Did your mother cradle you lovingly in her arms?

Some would say that there is no sweeter image than that of a young mother embracing her infant toddler. Today, I’d like to share with you an even sweeter photo: a young mother cradling 30 to 40 of her babies, who are still eggs, in her clammy, clam-covered arms. To make it even more beautiful, it’s a video, not even vertical, in front!

The mother squid below was filmed in 2015 by researchers from the Monterey Bay Aquarium Research Institute piloting the remotely operated vehicle Doc Ricketts, which was named for a famous scientist who had 15 species of animals and a nightclub named after him. Researchers launched the ROV into the Gulf of California to find out how many creatures inhabit deep ocean regions with extremely low oxygen levels. A little more than 8,400 meters below the surface, a huge red squid hovered, carrying several dozen eggs in its fleshy arms.

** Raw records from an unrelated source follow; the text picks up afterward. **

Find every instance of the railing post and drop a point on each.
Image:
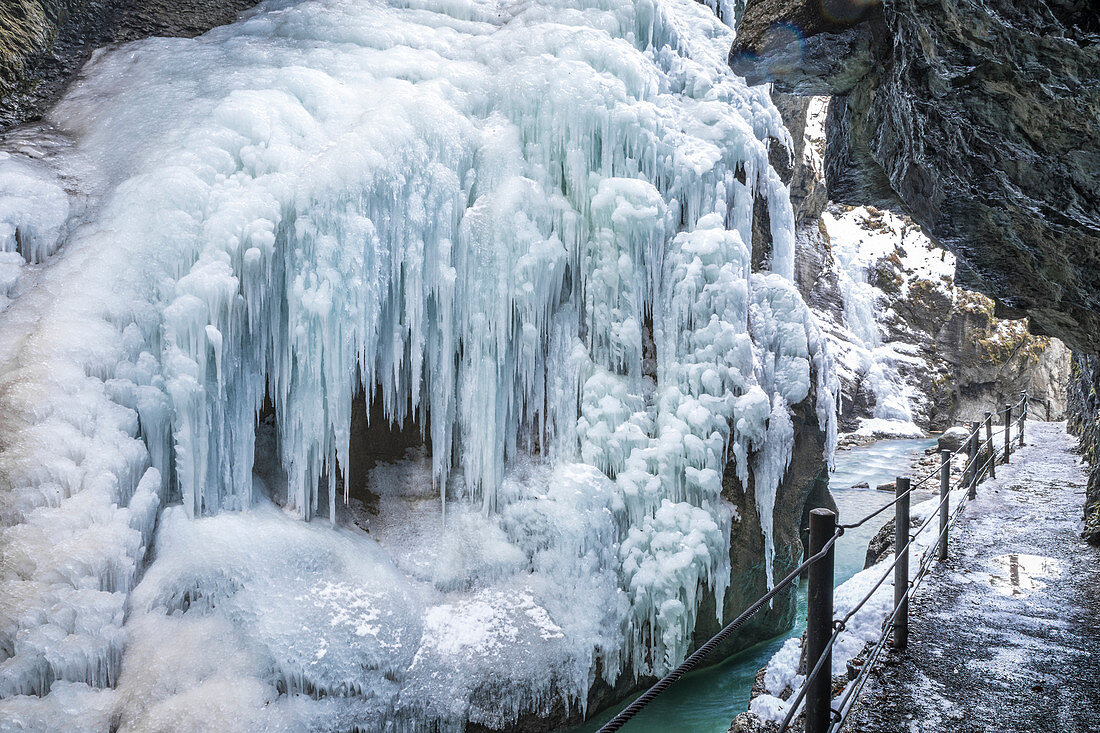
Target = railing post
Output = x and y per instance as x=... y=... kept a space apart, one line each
x=945 y=510
x=972 y=493
x=989 y=441
x=820 y=621
x=1023 y=416
x=901 y=567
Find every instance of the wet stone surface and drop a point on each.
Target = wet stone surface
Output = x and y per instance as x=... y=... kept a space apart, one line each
x=1004 y=636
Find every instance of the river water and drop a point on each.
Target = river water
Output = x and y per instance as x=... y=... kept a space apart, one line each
x=706 y=701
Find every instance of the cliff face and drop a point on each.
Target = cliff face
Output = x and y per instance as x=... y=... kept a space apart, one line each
x=44 y=42
x=916 y=351
x=980 y=119
x=1085 y=420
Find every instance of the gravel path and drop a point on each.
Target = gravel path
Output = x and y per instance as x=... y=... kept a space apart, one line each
x=1004 y=636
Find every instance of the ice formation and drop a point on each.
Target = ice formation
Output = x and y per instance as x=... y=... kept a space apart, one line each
x=524 y=226
x=861 y=351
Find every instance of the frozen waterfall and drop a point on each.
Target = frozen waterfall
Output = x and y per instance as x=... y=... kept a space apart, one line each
x=523 y=228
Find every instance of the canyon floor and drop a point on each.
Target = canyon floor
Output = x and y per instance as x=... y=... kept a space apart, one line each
x=1002 y=636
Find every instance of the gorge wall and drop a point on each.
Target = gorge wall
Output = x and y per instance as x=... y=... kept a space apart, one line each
x=980 y=120
x=915 y=351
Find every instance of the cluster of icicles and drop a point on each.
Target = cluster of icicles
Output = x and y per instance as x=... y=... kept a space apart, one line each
x=524 y=225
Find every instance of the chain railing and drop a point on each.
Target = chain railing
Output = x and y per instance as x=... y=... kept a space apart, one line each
x=822 y=628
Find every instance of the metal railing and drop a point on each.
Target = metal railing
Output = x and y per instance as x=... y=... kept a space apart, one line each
x=823 y=630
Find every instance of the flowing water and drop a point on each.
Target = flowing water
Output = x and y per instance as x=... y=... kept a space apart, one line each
x=706 y=701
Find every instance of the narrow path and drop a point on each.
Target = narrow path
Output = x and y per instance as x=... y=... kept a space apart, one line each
x=1004 y=636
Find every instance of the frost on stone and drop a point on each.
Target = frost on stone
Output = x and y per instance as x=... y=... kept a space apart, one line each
x=523 y=229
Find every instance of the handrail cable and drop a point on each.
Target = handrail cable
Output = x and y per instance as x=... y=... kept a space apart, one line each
x=840 y=624
x=704 y=651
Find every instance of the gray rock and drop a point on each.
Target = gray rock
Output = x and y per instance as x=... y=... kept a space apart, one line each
x=751 y=723
x=979 y=118
x=43 y=43
x=952 y=439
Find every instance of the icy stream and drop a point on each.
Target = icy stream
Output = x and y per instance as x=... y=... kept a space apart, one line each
x=520 y=229
x=707 y=701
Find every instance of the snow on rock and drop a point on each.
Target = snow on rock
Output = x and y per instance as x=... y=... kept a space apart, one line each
x=865 y=626
x=519 y=226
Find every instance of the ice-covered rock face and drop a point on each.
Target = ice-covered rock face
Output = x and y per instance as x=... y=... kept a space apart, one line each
x=505 y=219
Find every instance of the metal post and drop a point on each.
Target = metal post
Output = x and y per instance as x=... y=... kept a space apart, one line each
x=1023 y=416
x=901 y=568
x=945 y=510
x=972 y=493
x=989 y=445
x=820 y=621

Most squid have a much more carefree approach to childcare, meaning they lay their eggs and die immediately. As such, it is often difficult for scientists to track where these eggs go, beyond the mouths of hungry predators. Some squid anchor their eggs to the bottom of the sea. Some jumbo squid lay diaphanous masses that hold up to 90,000 eggs that hover, neutrally, in open water. But deep-sea squid have a strategy all their own. Some lay their eggs, holding their eggs in large sheets resembling Hong Kong egg waffles as they move about in the dark.

MBARI scientists have observed several other species of deep-sea squid feeding their eggs during 37 years of exploration. They have observed some black-eyed squid Gonatus onyx holding a billowing balloon of small eggs, which the squid holds using hooks on its arm. And they filmed the squids in the sex Bathyteuthis trapping hundreds of tiny translucent eggs in a curtain-like sheet. These hatchling squids cannot eat while nursing, so they hold on to energy reserves until their eggs hatch and are free to die.

The newly filmed squid appears to be a new species in the family Gonatidae, or wing squid. They are named for the numerous hooks on their wings, which are actually modified suckers, and the larger hooks on their two long tentacles. The researchers were amazed by how large the eggs of the young squid were – each nearly half an inch in diameter, twice the size of previous observations of the bay. Gonatus squids and the largest recorded of any squid. And while others Gonatus squids lay clutches of up to 3,000 eggs, this mother only had 30 to 40.

Laying thousands of eggs can be a good bet for shallow-water squid that live in unpredictable environments with varying amounts of food and predators. But the researchers suggest that a strategy to invest more time and care for fewer eggs may pay off in the relatively stable environment of the deep sea. “Her sacrifice improves the chances that her offspring will survive. It’s just one of many remarkable adaptations that can help cephalopods survive in the deep sea,” Henk-Jan Hoving, a researcher who heads the marine biology working group deep in GEOMAR. in Kiel, Germany, and conducted this research while at MBARI, Deep Octopus said in a statement Graneledone boreopacifica relies on this strategy to an extreme degree, spawning its eggs for more than four years.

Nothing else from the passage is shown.